La road novel, accostabile per certi versi a quella narrata in Un’ombra ben presto sarai (Einaudi, 1990), scivola così in un vero e proprio romanzo familiare che è allo stesso tempo una rivisitazione «dal basso» della storia argentina, tra accenni agli eroi dell’indipendenza, allusioni alle molte, misteriose e contraddittorie anime del peronismo, la minuziosa evocazione degli anni ’40 e ’ 50, le amarezze e le diffidenze di chi torna dall’esilio, e infine le sciagurate tracce dell’esasperato neoliberismo in cui Menem sprofondò il paese negli anni ’90, e che Soriano non si stancò mai di attaccare.
Il romanzo propone dunque di stabilire un collegamento tra storia individuale e collettiva, perché il protagonista procede parallelamente alla ridefinizione della propria identità e di quella nazionale, rifiutando ogni riscrittura «ufficiale», perché solo assumendosi la responsabilità del passato si può comprendere e analizzare il presente. Un doppio percorso nel tempo e nello spazio, una rischiosa navigazione tra miti personali e familiari, vicende storiche e immaginario sociale e culturale, allegorie e simboli, realtà e finzione.

A QUESTO DUPLICE VIAGGIO se ne affianca un terzo, quello intertestuale, che tra citazioni e omaggi affianca all’inesausta ricerca del padre (già visibile in I racconti degli anni felici Einaudi 2007) la presenza di padri letterari e altrettanto amati, da Conrad a Kafka a Borges a Bioy Casares a Cervantes a Chandler a Balzac, senza dimenticare la cultura di massa (in primo luogo il cinema), il cui utilizzo costante, amoroso e spregiudicato è pari, in Soriano, a quello che ne ha fatto Puig, anche se sotto un segno diverso.
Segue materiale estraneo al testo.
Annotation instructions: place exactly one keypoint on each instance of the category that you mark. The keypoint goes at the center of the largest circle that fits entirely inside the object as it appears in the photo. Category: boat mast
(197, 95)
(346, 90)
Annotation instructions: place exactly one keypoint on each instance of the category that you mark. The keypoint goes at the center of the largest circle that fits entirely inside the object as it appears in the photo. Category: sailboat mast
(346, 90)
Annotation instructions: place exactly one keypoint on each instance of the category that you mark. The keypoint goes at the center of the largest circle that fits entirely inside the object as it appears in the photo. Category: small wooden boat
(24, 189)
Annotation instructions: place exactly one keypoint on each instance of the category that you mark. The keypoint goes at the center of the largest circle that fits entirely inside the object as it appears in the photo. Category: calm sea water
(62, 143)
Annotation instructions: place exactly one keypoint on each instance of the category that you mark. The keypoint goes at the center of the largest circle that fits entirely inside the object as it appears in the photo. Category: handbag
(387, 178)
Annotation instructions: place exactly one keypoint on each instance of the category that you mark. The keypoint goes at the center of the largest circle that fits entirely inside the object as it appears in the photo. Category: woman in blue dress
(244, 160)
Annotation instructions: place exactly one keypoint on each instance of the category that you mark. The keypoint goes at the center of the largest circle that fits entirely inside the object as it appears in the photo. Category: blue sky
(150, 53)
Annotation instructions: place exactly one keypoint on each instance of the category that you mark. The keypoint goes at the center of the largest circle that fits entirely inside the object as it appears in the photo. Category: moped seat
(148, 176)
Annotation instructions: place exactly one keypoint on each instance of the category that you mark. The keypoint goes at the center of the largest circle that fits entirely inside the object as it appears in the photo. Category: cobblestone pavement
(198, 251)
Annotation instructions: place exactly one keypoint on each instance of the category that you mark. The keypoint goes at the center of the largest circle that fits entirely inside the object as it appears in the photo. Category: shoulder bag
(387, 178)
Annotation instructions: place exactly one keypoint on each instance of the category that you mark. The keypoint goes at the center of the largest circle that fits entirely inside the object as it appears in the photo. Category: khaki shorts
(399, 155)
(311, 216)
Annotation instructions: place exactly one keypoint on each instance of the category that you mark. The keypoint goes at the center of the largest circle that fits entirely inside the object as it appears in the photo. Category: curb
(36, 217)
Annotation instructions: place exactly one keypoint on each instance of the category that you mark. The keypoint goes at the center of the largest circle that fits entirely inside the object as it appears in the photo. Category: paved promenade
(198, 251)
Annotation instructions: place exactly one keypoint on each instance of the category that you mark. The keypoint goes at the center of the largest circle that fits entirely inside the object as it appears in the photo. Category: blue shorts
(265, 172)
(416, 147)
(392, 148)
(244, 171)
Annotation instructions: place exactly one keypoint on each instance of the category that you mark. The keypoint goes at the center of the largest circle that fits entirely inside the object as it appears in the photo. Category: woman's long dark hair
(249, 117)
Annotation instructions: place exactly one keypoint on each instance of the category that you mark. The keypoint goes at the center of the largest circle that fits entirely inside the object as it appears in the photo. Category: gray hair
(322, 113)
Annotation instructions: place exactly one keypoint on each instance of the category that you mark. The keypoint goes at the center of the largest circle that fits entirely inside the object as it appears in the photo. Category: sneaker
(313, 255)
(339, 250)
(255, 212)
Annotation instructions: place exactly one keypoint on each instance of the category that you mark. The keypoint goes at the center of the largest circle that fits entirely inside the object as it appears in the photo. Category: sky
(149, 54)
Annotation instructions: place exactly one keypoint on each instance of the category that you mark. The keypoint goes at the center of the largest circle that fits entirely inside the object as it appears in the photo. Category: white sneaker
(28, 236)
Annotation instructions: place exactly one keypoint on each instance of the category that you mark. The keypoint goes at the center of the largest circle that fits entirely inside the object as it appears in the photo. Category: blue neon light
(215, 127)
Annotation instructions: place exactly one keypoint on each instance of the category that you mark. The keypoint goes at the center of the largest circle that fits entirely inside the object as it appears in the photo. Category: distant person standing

A un’intertestualità così spiccata si accompagnano poi riflessioni sullo scrivere e il narrare – brandelli di una poetica ormai matura e definita, sparsi in tutto il testo – , il rapporto tra finzione e realtà, l’influenza delle «protesi» tecnologiche sulla memoria e la scrittura: considerazioni che affiorano di continuo, senza appesantirle, nelle pagine di un romanzo densissimo e «quasi surrealista» (così lo definiva l’autore, e non aveva torto) che ne contiene un altro, perché in quello che stiamo leggendo è racchiusa l’opera che il protagonista va scrivendo e che all’improvviso va perduta.
Una perdita in apparenza irreparabile che, mentre memorie e storie si confondono e il tentativo di ricostruirle si fa estenuante, all’improvviso trova rimedio grazie a un addio spettrale, alla consapevolezza di una morte, alla conferma di un legame: ed è solo allora, dopo aver ritrovato e perduto per sempre un padre improbabile e amatissimo, che il protagonista può riappropriarsi della scrittura, della sua storia, delle storie di tutti.